The persuasive pressure exerted by my mother and myself upon him would doubtless in the long run have been successful, but meanwhile the sands of Graham’s leave were running out. Suddenly, however, Netta’s cause received unexpected assistance. Geoffrey’s parents, Canon and Mrs. Graham, who had several times been invited to our house but found themselves unable to accept, at length appeared there, and it became at once evident that they were quite as reluctant as my father about the marriage. That his adored and brilliant son should marry a girl of slightly lower social status and (as he thought) no money was not agreeable to the Canon, a tall dark lean predatory man to whom we all took an instant dislike. His wife, however, a fair faded gentlewoman whose character had much quiet strength, had allowed herself to be mollified by Netta’s sweetness.

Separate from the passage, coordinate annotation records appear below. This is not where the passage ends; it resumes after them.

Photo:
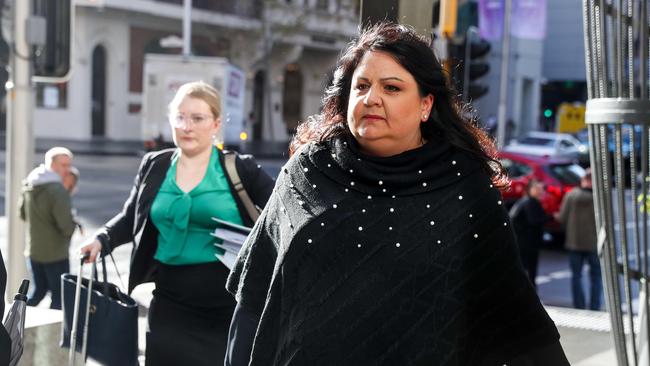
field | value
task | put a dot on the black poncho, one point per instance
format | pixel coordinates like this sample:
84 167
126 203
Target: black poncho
406 260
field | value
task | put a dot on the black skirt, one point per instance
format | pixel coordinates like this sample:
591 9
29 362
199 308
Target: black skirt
189 315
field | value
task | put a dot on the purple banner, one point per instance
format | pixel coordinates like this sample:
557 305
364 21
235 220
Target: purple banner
490 19
528 19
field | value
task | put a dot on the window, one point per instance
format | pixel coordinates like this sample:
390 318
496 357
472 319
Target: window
322 5
52 96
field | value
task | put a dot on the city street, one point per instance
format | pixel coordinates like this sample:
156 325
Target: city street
106 181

“She’s a good girl, Mrs. Jarmayne,” she said to my mother, who beamed with happiness at this tribute.
The Grahams were south-country people, with the appropriate accents, manners and contempt for the industrial north.
In these circumstances I could not but be glad for Netta’s sake that John was not on the scene, for John and Canon Graham would have come to fierce warfare. Henry on the other hand—I had not thought of Henry for years—would have been a great asset. In his absence it fell to me to uphold the prestige of the family against Canon Graham’s attacks. I found my reading my most useful weapon. It seemed that Geoffrey Graham—it was almost out of my power to call him Geoffrey alone—who had been pursuing the study of the law at Oxford before the outbreak of the war, had not shown the eager scholarship and pertinacious assiduity (the Canon’s words) which his father had desired. The Canon was a good classical scholar and in history a well-read man; we were able to use the same language in talking to each other, and perhaps he found the absence of any claim to learning on my part a point in my favour, for he could amiably patronise a man without a degree. But the main part played by the Canon in Netta’s marriage consisted of the antagonism he aroused in my father, who after a very short experience of his condescending suggestions about postponing the wedding, became violently convinced that the young people ought to marry at once, and said so with his customary vehemence. Accordingly Geoffrey and Netta had their wish, and were married by special licence on a bright June day.